Dr. Cornel West offers pointed take on racism at Saint
Mary's conference -- 'I don't believe in deodorized discourse'
By Lou Fancher
Perhaps disruptive ensembles like Congress and the Islamic State (ISIS) and deep divisions between Israelis and Palestinians or law enforcement and the black community in America could find peaceful resolution by communicating in song.
Such was the takeaway from a one-day "Prophetic Imagination" conference at Saint Mary's College in Moraga on Oct. 11.
Earmarked to confront "The New Jim Crow and Income Inequality in America," the event was presented by the school's Catholic Institute for Lasallian Social Action.
College President James Donahue said the day represented the best of Saint Mary's, and that institutes of higher learning must engage in conversations about "things that matter." Social justice, income equality, racial and power dynamics, prophetic witness and more, he said, were essential subjects to discuss.
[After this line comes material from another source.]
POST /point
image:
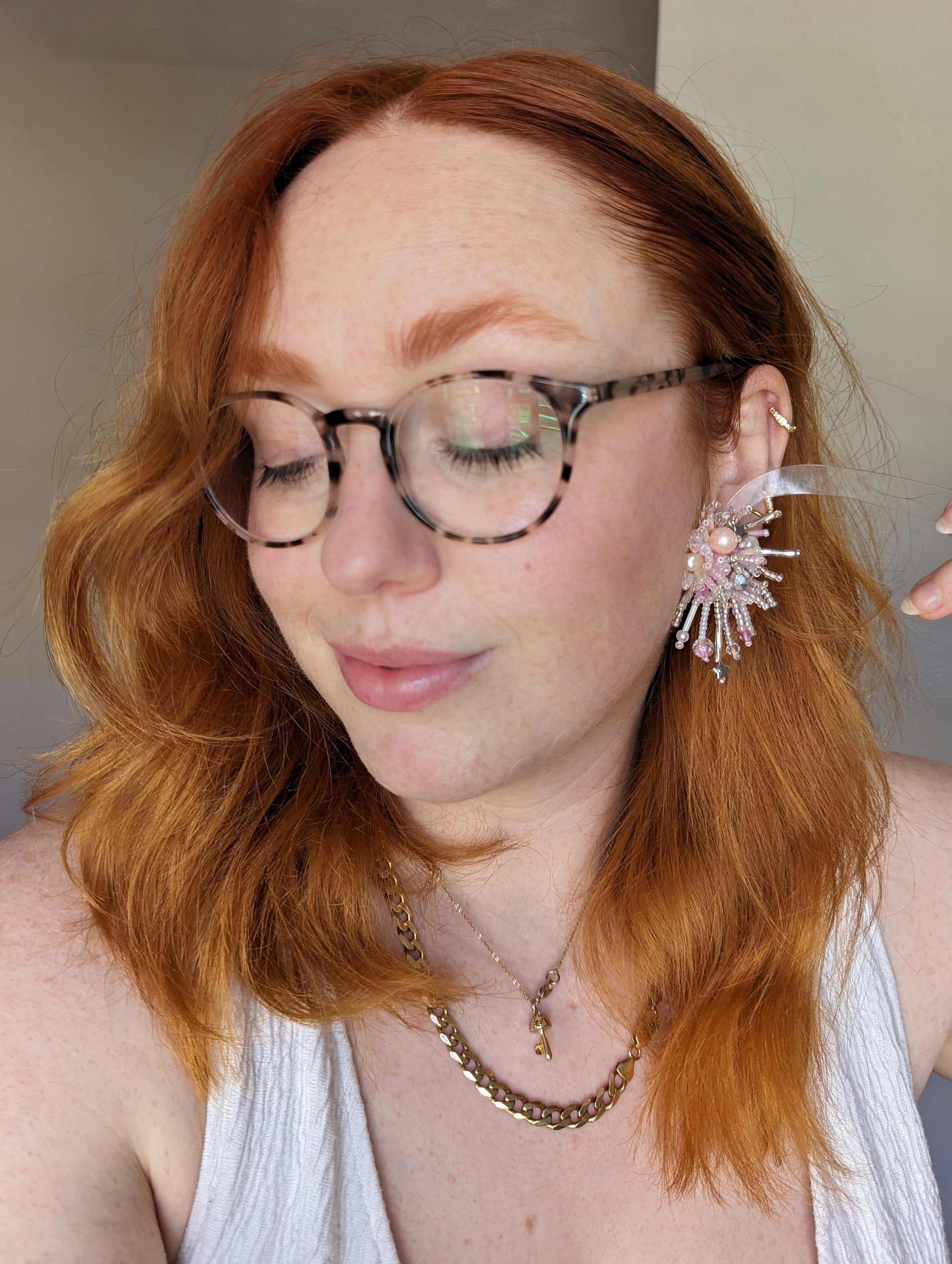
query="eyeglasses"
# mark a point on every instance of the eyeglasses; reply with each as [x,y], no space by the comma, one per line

After a day of breakout sessions exploring worker solidarity, solitary confinement, "raw talk," coalition building and economic injustice, the climax of the day's events was a fiery speech from Union Theological Seminary professor and author Dr. Cornel West. Infused with themes of rage, revelation, resolve and the call to "love your crooked neighbor with your crooked heart," the subtext of his "truth to power" message was the profound, unifying power of music.
The SMC Gold Medal Choir, led by director Julie Ford, prepared the sold-out audience of hundreds packing the college's Soda Center for West's keynote speech with selections clearly chosen for their connection to African American history. Donahue spoke of his and West's bonding over jazz music. If the discomfort of mostly white people co-opting African American musical traditions to express solidarity made some uncomfortable -- and it did, as a few conference attendees who did not want to share their names reported after the event -- West wasn't about to cut the tension.
Stepping up to the podium, he said, "I hope I say something that unsettles you, unnerves you, maybe un-houses you." Introducing his family and then, a pastor friend who'd arrived from "the chocolate side of Oakland," he marveled at the improbability of a black man from 122nd street in Harlem coming to speaking on matters of race in Moraga. "I don't believe in deodorized discourse," he said.
Having spoken the truth and allowing that even in his own family "texture, friction and overflowing love" coexisted, West said, "I was a gangster -- until I met Jesus. Now I'm a Christian with gangster proclivities."
Joking aside, West spoke of the need for "tenderness that transform scars into sweetness" and named John Coltrane and a long list of other jazz greats, weaving their music's legacy of hope and love into his "black prophetic fire."
That phrase -- also the title of his new book, an edited dialogue with scholar Christa Buschendorf about six African American leaders -- referenced something West said had been lost. Instead of fleeting superficiality and talk of being "self-made," which he said was a vicious lie because no man or woman achieves greatness in a vacuum, West suggested engaging in language beyond name-calling and applying "the soul of scrutiny" to become a freedom fighter.
The new Jim Crow, West insisted, arrived because of a callousness toward poor people and a "spiritual death" largely caused by white America and amounting to terrorism against black and brown young people.
"This is my challenge to the black middle class. We once had bourgeois Negroes willing to embrace across class," he said, eventually concluding, "You can't have a freedom movement if people aren't willing to speak freely."
In a materialistic society, West said love becomes manipulation and African Americans afraid of losing their jobs put themselves into a 21st century version of slavery -- beholden to bosses, instead of speaking freely; swallowing hatred and self-punishing; and being unwilling to sacrifice for truth. Protesting against "financialization, privatization, militarization, Wall Street's break dance, drones that kill children, national surveillance and Obama not having time to go to Ferguson (Mo.)" for a weekend-long peace rally to protest police brutality and the shooting of Michael Brown on Aug 9, West asked, "Do we have courage to deal with the current catastrophe?"
Nikita Mitchell, a junior attending Mills College in Oakland, said the opportunity to hear West speak was special and timely.
"Due to the political climate and the threat against the black body," Mitchell said, "(West's) insights are authentic and not a part of power politics."
Asked by an audience member about white guilt during a Q and A session, West said, "Guilt is a paralyzing experience. Courage is all about working through fear."